Pediatric Targeted Therapy denied for failing step therapy by Blue Cross Blue Shield?
Step-therapy denials usually flip when the appeal documents that prior alternatives were tried and failed, or were contraindicated, or aren't safe for the patient.
US health-plan appeal rights
Cite: Most US health plans have appeal rights under either the ACA, ERISA, or Medicare/Medicaid rules
Most US health plans are required by federal law to give you both an internal appeal (where the insurer reconsiders) and an external review (where an independent reviewer decides). The exact timelines and processes depend on what kind of plan you have — marketplace / employer group, self-funded, Medicare Advantage, or Medicaid MCO — but in every case there's a window after the denial during which you have the right to fight it.
What Blue Cross Blue Shield typically requires
Blue Cross Blue Shield's specific coverage criteria for pediatric targeted therapy are defined in its own published medical/coverage policy and the FDA-approved prescribing label. A successful appeal documents that your medical records satisfy each criterion those sources list — confirmed diagnosis, any required prior treatments (with dates and outcomes), and clinical severity. If the exact criteria weren't included with your denial, request them in writing; your appeal then maps each requirement to the matching fact in your chart.
The Blue Cross Blue Shield angle on Pediatric Targeted Therapy
## Why BCBS Applies Step Therapy to Pediatric Targeted Therapy — and How to Appeal
Step-therapy (also called "fail-first") denials require a patient to try one or more alternative treatments before the plan will cover the requested agent. For pediatric targeted therapies, this policy is particularly fraught: targeted agents are often prescribed precisely because the child's tumor has a specific molecular alteration that makes conventional therapies less effective or inappropriate. Applying a generic step-therapy ladder designed for common conditions to a molecularly selected pediatric population frequently has no clinical basis.

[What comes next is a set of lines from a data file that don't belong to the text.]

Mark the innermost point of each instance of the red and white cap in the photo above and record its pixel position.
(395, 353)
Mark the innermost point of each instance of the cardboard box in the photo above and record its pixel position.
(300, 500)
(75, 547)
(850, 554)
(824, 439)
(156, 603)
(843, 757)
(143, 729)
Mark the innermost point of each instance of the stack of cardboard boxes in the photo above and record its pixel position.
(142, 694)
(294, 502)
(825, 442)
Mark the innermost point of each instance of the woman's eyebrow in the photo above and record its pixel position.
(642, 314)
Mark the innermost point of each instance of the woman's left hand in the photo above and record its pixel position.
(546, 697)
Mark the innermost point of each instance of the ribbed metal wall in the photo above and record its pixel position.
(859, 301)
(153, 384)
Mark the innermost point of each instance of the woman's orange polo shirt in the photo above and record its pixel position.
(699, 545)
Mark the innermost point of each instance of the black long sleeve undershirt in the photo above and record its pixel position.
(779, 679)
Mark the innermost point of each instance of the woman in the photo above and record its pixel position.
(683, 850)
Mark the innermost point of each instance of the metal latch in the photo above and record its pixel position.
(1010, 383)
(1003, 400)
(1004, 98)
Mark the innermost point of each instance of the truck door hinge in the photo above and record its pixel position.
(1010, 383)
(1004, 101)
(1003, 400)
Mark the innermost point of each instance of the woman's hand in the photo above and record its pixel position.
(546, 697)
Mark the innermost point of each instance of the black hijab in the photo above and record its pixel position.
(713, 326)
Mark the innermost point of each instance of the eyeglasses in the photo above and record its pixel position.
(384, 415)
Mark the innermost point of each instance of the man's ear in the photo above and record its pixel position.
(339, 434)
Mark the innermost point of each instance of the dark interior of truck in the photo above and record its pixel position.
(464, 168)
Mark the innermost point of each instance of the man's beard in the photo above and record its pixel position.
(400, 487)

### Why This Denial Is Appealable
Most states have step-therapy exception laws, and federal ERISA plans are subject to ERISA's full-and-fair-review requirement under §503. Grounds for exception include: (1) the required step-therapy agents are contraindicated or clinically inappropriate for this patient; (2) the patient already tried and failed the required agents; or (3) the targeted therapy is indicated by a biomarker or genomic finding that makes the step-therapy alternatives scientifically inapplicable.

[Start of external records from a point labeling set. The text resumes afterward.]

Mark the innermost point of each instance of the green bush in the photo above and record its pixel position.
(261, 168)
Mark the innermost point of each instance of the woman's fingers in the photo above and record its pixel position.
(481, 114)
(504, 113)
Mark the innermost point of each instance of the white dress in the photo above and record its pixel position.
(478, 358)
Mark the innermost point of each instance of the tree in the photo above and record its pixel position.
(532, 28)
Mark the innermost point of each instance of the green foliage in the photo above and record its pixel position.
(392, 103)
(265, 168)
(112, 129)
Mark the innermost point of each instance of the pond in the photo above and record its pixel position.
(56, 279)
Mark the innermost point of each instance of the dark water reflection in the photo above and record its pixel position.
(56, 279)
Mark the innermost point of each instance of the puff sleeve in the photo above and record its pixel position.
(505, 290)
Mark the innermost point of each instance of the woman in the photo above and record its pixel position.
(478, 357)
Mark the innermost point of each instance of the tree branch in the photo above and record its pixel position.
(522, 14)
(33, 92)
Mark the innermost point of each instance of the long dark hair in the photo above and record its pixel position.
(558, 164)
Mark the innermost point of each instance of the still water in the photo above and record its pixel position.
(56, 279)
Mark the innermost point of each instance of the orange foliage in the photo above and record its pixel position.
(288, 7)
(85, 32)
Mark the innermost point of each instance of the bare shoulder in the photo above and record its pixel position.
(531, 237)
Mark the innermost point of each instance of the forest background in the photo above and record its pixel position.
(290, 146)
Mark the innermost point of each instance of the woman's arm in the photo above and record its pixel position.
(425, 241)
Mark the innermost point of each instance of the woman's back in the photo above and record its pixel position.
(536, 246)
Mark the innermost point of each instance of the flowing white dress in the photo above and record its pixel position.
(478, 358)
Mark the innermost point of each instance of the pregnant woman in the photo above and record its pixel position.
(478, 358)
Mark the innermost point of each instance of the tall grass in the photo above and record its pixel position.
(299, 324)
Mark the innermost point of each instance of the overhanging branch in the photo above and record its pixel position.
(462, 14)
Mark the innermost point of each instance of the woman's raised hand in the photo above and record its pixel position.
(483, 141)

### Federal Appeal Framework
- Internal appeal: Submit within the deadline in your denial letter. For urgent pediatric oncology cases, always request expedited review — the insurer must respond within 72 hours.
- External review (ACA §2719 / ERISA §503): After exhausting internal appeals, you may request independent external review. File within approximately 4 months of the final internal denial. An accredited IRO will review whether the step-therapy requirement is clinically appropriate for this specific patient.
### Documentation to Gather
1. Biomarker or genomic testing results — the lab report confirming the molecular target that makes this therapy the appropriate choice. 2. Prior-treatment history — dates, agents used, doses, duration, and documented outcomes for any treatments already tried. 3. Specialist's medical-necessity letter — explicitly addressing why each required step-therapy alternative is inappropriate, ineffective, or already failed for this child. 4. FDA labeling and relevant guideline reference — show that the targeted therapy is the labeled or guideline-supported treatment for this biomarker profile (citing the applicable pediatric oncology society guideline by organization, not by specific numbers). 5. Plan's step-therapy criteria — request the full written policy so you can address every requirement point by point.
### Criteria-Mapping Structure
Build a table with one row per step-therapy requirement. For each required prior agent, document either (a) the date tried, the outcome, and why it was inadequate, or (b) the clinical reason it cannot safely or appropriately be tried (referencing the prescriber's letter and the FDA label). For the genomic indication, map the lab result directly to the labeled indication.
### Practical Next Step
If the molecular target is one recognized in the FDA label, the prescriber's letter should state plainly that the step-therapy alternatives do not address the identified target and that requiring them would delay clinically indicated therapy. Pair this with a request for expedited review given the pediatric oncology context.
Next steps
- Find the date on the denial letter — your appeal window starts there.
- Read your plan's Summary of Benefits and Coverage (SBC) for the specific deadlines.
- Request the insurer's claim file in writing — they must provide it.
- Submit your appeal in writing with new clinical evidence and a physician statement.